For over a decade, we have collected information on native ornamental plants in Cañas, Bagaces and Liberia in the NW Guanacaste Province of Costa Rica and have identified about 100 species that attract native bees, over half of which are native to Guanacaste or Costa Rica. Of these, 30 are present in nearby wildlands. Only limited bee data has been collected to date, however, preliminary findings suggest that comparable numbers of bees are visiting plant species in both urban and wild areas.
This unique composition of plants in the urban ornamental landscape provides an important opportunity to explore the potential of urban habitat gardens to protect and preserve declining native bee populations. Similar studies in the U.S., where over 90% of urban gardens are made up of non-native ornamentals, have documented surprisingly high numbers of visiting native bees in gardens with the right, “bee-attractive” floral resources. This proposal will investigate the capacity of urban NW Costa Rica to serve as a refuge for diverse native bee species, the impacts of using high levels of native plant species in urban gardens, and potential implications for constructed habitats in other tropical and temperate urban areas.

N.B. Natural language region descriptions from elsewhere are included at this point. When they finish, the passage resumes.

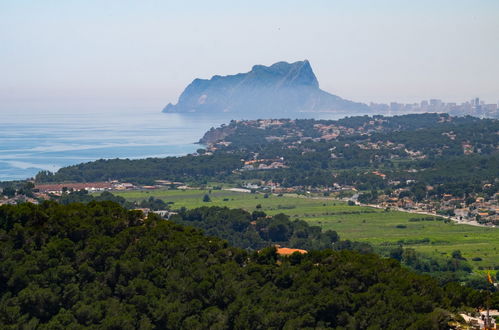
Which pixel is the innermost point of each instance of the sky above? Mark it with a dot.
(80, 55)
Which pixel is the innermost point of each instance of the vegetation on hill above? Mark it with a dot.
(100, 265)
(255, 230)
(428, 149)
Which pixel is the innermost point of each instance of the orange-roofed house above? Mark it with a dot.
(287, 251)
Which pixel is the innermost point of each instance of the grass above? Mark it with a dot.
(356, 223)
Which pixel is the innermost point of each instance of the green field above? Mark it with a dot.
(352, 222)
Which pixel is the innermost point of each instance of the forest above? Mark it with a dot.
(101, 265)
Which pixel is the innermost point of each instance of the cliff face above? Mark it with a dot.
(282, 89)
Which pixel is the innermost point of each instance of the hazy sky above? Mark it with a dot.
(114, 54)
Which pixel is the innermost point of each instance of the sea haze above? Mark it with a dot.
(30, 141)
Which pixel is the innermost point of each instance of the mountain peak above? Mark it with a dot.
(279, 89)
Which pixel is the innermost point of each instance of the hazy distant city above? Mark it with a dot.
(474, 107)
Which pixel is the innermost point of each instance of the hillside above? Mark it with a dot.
(99, 265)
(282, 89)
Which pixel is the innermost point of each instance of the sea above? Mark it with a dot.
(32, 141)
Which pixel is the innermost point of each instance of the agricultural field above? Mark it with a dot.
(358, 223)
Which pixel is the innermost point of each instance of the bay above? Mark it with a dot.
(34, 141)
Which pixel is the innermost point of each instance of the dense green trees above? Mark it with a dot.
(101, 266)
(438, 140)
(256, 230)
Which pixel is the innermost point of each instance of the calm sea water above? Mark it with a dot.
(30, 141)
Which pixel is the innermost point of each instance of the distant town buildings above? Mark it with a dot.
(474, 107)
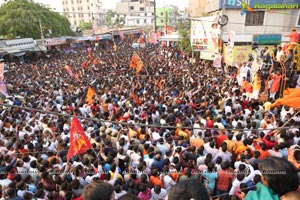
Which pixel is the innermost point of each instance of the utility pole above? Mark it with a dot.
(166, 22)
(155, 16)
(42, 34)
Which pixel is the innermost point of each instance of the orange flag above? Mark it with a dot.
(91, 55)
(96, 62)
(136, 62)
(291, 99)
(91, 92)
(115, 47)
(136, 100)
(83, 65)
(133, 62)
(68, 68)
(79, 143)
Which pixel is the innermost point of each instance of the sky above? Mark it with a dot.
(111, 4)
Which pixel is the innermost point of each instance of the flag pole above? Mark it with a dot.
(287, 121)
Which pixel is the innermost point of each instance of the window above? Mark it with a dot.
(255, 18)
(298, 21)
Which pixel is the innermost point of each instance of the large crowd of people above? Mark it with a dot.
(176, 130)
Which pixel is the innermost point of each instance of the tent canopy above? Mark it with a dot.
(174, 37)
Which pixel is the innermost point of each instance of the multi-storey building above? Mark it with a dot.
(166, 16)
(78, 11)
(136, 12)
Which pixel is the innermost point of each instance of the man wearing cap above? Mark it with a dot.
(294, 36)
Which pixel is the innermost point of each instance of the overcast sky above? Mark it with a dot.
(111, 4)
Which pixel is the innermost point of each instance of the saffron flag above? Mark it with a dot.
(133, 62)
(91, 92)
(3, 92)
(291, 98)
(90, 54)
(136, 100)
(84, 64)
(96, 62)
(68, 68)
(115, 47)
(79, 143)
(1, 71)
(136, 62)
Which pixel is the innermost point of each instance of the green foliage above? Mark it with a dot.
(184, 31)
(86, 26)
(20, 18)
(108, 18)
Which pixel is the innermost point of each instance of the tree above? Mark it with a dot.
(108, 19)
(184, 31)
(86, 26)
(23, 18)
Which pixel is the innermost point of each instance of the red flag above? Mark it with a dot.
(136, 100)
(79, 143)
(1, 71)
(90, 54)
(136, 62)
(133, 62)
(68, 68)
(91, 92)
(83, 65)
(96, 62)
(291, 98)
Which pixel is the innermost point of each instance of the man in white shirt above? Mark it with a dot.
(158, 193)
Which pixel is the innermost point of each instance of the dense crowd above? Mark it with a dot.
(192, 131)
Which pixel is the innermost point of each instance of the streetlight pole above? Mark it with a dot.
(42, 34)
(155, 16)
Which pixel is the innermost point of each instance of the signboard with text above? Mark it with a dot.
(267, 39)
(205, 33)
(260, 4)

Workers of Nannotrigona perilampoides guarding their nest entrance.
Project findings will result in a list of recommended plants that can be used to construct high quality native bee habitats in urban areas. The list will bolster budding efforts in this rural-urban area of Costa Rica to actively engage local residents in environmental and species conservation. A key long-term goal of the project is to reinforce the concept of species conservation through the construction of quality urban habitats that include larger numbers of native plants. In our view, these urban habitats not only work to protect certain species, but bring the larger conservation message home to local residents, educating and inspiring them to act on behalf of disappearing wild species.